[1] Defendant, Marvin J. Patrick, pursuant to a plea bargain, pled guilty to menacing, a class 5 felony with a presumptive range punishment of one to two years plus one year of parole, and other more serious charges were dropped. In August 1982, he was sentenced to the Denver Community Corrections facility for a period of one year plus one year of parole, with no credit for pre-sentence confinement. After his initial acceptance by community corrections, he violated the terms and conditions of his commitment. Accordingly, he was resentenced in November 1982 to the Department of Corrections for a period of 18 months plus one year of parole, with credit for 139 days of pre-sentence confinement plus 26 days spent on his community corrections sentence.
[2] Claiming this was an unlawful increase in the length of his original sentence, defendant appeals. We agree, vacate the November sentence, and remand for resentencing.
[4] "All right. Sentence to community corrections for one year with zero days credit. If they reject him, he goes to the Department of Corrections for 18 months and gets 126 days plus whatever additional days are involved."
[5] The People contend that, in view of the above wording, the sentence to community corrections was conditional on defendant's successful completion of the program and that, therefore, the 18 months was not an increase but was part of the original sentence. We do not agree.
[6] The sentence to community corrections was only conditional on the facility's acceptance of him, not on his successful completion of the entire program. He was not rejected; he was accepted. His subsequent return to court for transfer was due to his later non-compliance with the program.
[8] Section 17-27-105(1)(a) limits community corrections sentencing to "nonviolent" misdemeanor or felony offenders. However, § 17-27-102(4), C.R.S. 1973 (1978 Repl. Vol. 8) excludes from the definition of "offender" a person who has committed a "crime of violence" as defined in § 16-11-309(2), C.R.S. 1973 (1978 Repl. Vol. 8). The general assembly in § 16-11-309(2) did not include felony menacing as being a "crime of violence." *Page 803 Therefore, defendant was a "nonviolent offender" for purposes of §17-27-105(1)(a).
[10] The court in its August 1982 sentencing was required to make a finding of the amount of pre-sentence confinement time, and had no authority to grant or deny credit therefor. People v. Hardman, 653 P.2d 763 (Colo.App. 1982); People v. Dempsey, 624 P.2d 374 (Colo.App. 1981); § 16-11-306, C.R.S. 1973 (1982 Cum. Supp.). Also, defendant was eligible for and may have qualified for good time credit on the time spent in pre-sentence confinement and while in community corrections. People v. Chavez,659 P.2d 1381 (Colo. 1983); see § 17-22.5-101, C.R.S. 1973 (1982 Cum. Supp.).

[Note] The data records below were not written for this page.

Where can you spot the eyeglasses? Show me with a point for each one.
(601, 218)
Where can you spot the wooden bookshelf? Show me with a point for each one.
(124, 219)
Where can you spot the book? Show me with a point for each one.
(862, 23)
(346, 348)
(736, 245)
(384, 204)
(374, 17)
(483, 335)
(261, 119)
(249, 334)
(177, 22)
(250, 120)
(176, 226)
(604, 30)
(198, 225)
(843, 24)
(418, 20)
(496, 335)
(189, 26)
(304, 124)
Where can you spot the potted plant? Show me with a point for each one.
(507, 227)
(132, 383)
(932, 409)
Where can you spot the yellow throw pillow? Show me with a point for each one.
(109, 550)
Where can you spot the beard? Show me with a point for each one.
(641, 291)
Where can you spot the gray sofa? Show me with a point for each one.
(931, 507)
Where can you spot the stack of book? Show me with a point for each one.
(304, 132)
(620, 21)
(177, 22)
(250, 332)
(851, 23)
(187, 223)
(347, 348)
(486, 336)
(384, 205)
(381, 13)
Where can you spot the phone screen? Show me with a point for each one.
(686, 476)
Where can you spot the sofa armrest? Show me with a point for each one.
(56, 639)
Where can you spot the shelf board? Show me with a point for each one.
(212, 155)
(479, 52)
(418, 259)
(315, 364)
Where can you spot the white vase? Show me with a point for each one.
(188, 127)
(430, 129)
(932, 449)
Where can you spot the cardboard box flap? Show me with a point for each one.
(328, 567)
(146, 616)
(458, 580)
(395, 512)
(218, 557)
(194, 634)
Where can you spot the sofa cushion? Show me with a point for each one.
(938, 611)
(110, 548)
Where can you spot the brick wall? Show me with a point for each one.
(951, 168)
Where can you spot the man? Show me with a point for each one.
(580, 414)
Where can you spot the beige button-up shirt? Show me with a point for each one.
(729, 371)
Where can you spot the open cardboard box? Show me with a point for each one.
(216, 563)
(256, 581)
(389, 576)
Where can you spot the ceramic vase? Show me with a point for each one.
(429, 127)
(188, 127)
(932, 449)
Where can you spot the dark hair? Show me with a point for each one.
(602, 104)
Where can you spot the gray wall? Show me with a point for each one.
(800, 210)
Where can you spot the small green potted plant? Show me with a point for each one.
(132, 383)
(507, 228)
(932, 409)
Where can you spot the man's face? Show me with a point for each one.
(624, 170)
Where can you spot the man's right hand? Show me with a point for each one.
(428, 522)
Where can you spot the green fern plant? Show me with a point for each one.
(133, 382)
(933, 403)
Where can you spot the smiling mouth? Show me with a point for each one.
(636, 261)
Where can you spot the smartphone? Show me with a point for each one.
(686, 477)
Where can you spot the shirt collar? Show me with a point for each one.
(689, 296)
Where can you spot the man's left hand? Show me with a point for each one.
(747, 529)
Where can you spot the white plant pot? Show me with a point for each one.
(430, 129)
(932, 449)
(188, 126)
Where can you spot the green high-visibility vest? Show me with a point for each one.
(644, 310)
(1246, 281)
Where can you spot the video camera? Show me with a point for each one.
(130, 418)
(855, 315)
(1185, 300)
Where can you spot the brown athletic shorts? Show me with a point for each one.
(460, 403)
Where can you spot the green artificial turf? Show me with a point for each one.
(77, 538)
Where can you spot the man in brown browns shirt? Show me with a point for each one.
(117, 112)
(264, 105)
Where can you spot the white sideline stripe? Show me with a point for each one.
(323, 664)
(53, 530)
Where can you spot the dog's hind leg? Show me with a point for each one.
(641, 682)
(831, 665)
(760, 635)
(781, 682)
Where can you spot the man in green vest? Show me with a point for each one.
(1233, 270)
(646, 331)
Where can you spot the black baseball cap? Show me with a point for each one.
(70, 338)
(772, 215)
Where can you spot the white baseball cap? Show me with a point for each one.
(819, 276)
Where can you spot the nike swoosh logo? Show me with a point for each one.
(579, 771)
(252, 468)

[11] Accordingly, the November 1982 sentence is vacated and the cause is remanded for further proceedings. These include correction of the sentence, judgment, and mittimus to show reinstatement of the one year term plus one year of parole, computation of the proper amount of credit for pre-sentence confinement time, and the change in the place of commitment from community corrections to the Department of Corrections.
[12] JUDGE SMITH and JUDGE KELLY concur.